Eh sì, si fa presto a dire mare: qui si apre un profilo di golfi, promontori e isole. Il paesaggio dipinge lo specchio marino tra l’Argentario e Baratti su cui “galleggiano” le isole dell’Arcipelago Toscano, con l’Elba che quasi si tocca e l’isola turchese, la Corsica, che misteriosa e lontana appare talvolta a ricordarci gli azzurri che colorano la terra campigliese dalle profondità del suolo, ai cieli che virano tra il turchese, il rosa, il rosso e il viola di orizzonti sconfinati.

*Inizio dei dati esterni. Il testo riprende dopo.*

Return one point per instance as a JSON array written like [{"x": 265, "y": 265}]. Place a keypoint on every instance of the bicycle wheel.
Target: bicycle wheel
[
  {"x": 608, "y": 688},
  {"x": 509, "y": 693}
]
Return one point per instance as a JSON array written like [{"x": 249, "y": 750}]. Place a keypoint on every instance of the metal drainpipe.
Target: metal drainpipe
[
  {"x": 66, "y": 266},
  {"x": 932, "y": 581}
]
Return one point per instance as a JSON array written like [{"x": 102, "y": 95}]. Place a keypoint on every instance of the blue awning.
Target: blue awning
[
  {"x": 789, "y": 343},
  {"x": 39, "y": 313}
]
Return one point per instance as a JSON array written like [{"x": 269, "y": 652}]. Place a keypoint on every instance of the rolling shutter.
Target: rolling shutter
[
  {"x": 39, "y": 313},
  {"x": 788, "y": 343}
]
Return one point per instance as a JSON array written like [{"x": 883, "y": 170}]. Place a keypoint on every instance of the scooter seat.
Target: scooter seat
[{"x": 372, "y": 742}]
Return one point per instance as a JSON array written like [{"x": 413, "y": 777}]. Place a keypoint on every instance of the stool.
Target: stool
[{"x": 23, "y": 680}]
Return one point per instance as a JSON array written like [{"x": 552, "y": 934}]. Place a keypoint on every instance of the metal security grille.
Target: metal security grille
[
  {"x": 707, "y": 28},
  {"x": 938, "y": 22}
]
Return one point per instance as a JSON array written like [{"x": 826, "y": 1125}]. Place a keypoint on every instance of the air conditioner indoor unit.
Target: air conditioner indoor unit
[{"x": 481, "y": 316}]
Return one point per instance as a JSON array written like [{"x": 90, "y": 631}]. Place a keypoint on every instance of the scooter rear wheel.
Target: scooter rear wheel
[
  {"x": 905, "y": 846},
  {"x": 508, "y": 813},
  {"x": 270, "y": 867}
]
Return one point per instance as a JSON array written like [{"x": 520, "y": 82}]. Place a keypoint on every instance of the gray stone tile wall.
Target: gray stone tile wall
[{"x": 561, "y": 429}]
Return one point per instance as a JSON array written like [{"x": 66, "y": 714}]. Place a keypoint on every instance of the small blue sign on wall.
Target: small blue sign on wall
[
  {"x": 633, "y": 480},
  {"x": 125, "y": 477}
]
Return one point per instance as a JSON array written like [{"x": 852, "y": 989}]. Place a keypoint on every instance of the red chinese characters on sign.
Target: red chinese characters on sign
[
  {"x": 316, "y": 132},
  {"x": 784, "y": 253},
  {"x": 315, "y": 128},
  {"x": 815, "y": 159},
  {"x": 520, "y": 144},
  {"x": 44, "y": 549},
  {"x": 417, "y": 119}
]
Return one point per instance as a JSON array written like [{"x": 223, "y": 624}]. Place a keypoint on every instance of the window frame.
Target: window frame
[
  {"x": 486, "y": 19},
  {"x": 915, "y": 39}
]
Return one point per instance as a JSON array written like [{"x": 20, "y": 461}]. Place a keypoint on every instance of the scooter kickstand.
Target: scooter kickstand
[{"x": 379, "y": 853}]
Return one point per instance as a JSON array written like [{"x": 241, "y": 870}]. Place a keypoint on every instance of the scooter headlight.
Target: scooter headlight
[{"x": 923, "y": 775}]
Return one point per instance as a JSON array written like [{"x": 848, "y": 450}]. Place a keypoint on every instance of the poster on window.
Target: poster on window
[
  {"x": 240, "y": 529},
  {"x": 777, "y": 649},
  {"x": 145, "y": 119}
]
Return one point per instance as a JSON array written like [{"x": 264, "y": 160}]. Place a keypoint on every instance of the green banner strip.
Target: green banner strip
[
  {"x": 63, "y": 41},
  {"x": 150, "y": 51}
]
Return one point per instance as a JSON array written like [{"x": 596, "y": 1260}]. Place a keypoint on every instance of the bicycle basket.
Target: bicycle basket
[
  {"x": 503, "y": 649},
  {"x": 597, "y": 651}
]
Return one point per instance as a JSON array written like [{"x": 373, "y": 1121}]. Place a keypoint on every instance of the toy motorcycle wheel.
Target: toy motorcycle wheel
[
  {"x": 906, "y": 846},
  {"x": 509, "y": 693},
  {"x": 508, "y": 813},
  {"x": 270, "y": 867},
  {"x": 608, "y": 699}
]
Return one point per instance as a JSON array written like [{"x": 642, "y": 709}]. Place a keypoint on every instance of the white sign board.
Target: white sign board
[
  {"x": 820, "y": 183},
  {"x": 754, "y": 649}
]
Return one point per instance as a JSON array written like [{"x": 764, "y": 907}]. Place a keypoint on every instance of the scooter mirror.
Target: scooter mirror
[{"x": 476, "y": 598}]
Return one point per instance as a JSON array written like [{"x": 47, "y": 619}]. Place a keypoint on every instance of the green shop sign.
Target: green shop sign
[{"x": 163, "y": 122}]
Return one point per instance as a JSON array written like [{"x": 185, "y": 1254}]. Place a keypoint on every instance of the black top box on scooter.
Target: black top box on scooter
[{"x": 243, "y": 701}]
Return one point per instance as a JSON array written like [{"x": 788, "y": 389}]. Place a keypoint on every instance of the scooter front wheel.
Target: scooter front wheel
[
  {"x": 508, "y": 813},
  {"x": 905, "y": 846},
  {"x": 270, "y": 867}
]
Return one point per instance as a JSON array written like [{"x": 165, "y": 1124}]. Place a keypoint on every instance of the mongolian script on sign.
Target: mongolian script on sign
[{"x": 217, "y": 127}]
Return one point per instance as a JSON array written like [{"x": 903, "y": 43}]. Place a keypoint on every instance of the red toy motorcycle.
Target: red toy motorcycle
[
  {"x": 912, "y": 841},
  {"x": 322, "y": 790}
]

Il confine d’acqua e cielo ci fa respirare a pieni polmoni. Dietro di noi le colline del Parco archeominerario di San Silvestro, con il villaggio, le gallerie, i prati costellati di orchidee che, si narra, siano nate dalle gocce di sangue di Ubertenga (figlia del vasaio Admut) uccisa dai pirati saraceni; e le iris selvatiche che spuntano dai sassi dove gli etruschi scavarono miniere e forgiarono metalli.
Ci sono molte gallerie da esplorare qui, per scoprire quanti sono i colori che non si trovano solo nell’arcobaleno ma anche nelle viscere della terra: l’argentea hedembergite, il rame dorato, i bianchi cristalli di calcite e l’incredibile azzurro della crisocolla - quasi un pezzo di cielo intrappolato nel sottosuolo!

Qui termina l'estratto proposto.